MG Car Repair: engine, ht cable, wet test


Question
QUESTION: I've just finished re-building an old A-Series engine fitted to the MG1100. The engine runs when started but not too smoothly. I suspect cylinder 1 and cylinder 3 are not firing because when I detached their HT leads, either singly or even both, there is no noticeably decrease in rpm. Detaching the HT for either cylinder 1 or cylinder 4 does decrease the rpm. I have checked the HT cable, valve clearance, contact breaker set, ignition timing, carburetors (twin) but could not solve the problem. I have even removed the head again to check any blown gasket or burnt or leaking valves but everything seem to be all right. The camshaft is new and so are the followers. Where could I have erred? My next course of action would be to re-check the timing chain gear setting.

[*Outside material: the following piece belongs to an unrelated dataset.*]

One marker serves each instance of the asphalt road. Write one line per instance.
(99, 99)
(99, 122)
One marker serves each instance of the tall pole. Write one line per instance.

Please assist.

ANSWER: Hi Yahaya,
If you are talking about the MG 1100 sedan, that engine was factory balanced and you should have put all four pistons in as a set if you changed pistons. It will not affect low to mid range running but will affect high RPM running. You have a different problem so you need to first run a "dry" and a "wet" compression test. You should see 125PSI to 170PSI with little difference between cylinders. Be sure to hold the throttle open when testing. Be sure to have the engine spin at least 4 or 5 revolutions on each cylinder. Run the "Dry" test first and write down the readings and put about 4 or 5 squirts of engine oil in the plug hole and run the test again for the "Wet" test. The wet test will show a higher reading but should not be more than about 10 to 15% higher. These are good tests for the engine itself.

Next remove the valve cover and rotate the engine slowly and watch each and every valve spring to see that every spring compressed about the same amount.

Your cylinder kill test is a good test of cylinder firing but you should also try what is called "jump spark" each of those cylinders that don't have an RPM drop. Just hold the plug wire about an 8th of an inch away from the plug while it is running and slowly move the plug wire away for the plug. At about 1/4 in the spark will quit jumping. The objective is to keep the spark jumping but as far as you can get it to keep sparking. This Raises the KV of the spark to a very high voltage and thus fires a cylinder that has a problem firing. (this can't correct a low compression problem)

If you can't get a 1/4 gap you need to look at the wire, cap and rotor and even check the point gap on each cylinder to check for a bent distributor shaft. Don't skip the simple things as experienced mechanics sometimes do, like is the firing order correct? 1,3,4,2. Try switching the plugs with the two cylinders that run ok.

Since the two cylinders that are failing are separated by #2 this is most likely not a carburetor problem but can still be an ignition problem.

Let me know the results of the compression tests.
Howard

---------- FOLLOW-UP ----------

QUESTION: TQ Howard. I don't have the compression tester yet but I have followed your other suggestions and succeeded in coaxing the engine to a smooth running. By the way what type of compression tester (what brand/make) would your recommend?

Answer
Hi Yahaya,
Compression gauges are not very expensive and can be used on any gas engine. I don't know what stores you have in Malaysia, but most any store that sells automotive type tools will have them. Here we would generally consider "Snap-on" tools as the top of the tool suppliers and "Harbor Freight" as one of the lower tool suppliers. A compression gauge is not used by a "DIY" (Do It Yourself)often so it would not be necessary to spend a lot of money on a expensive gauge. For example I was a professional mechanic for many years and have many "Snap-in" tools but I also have many tools I bought from "Harbor Freight".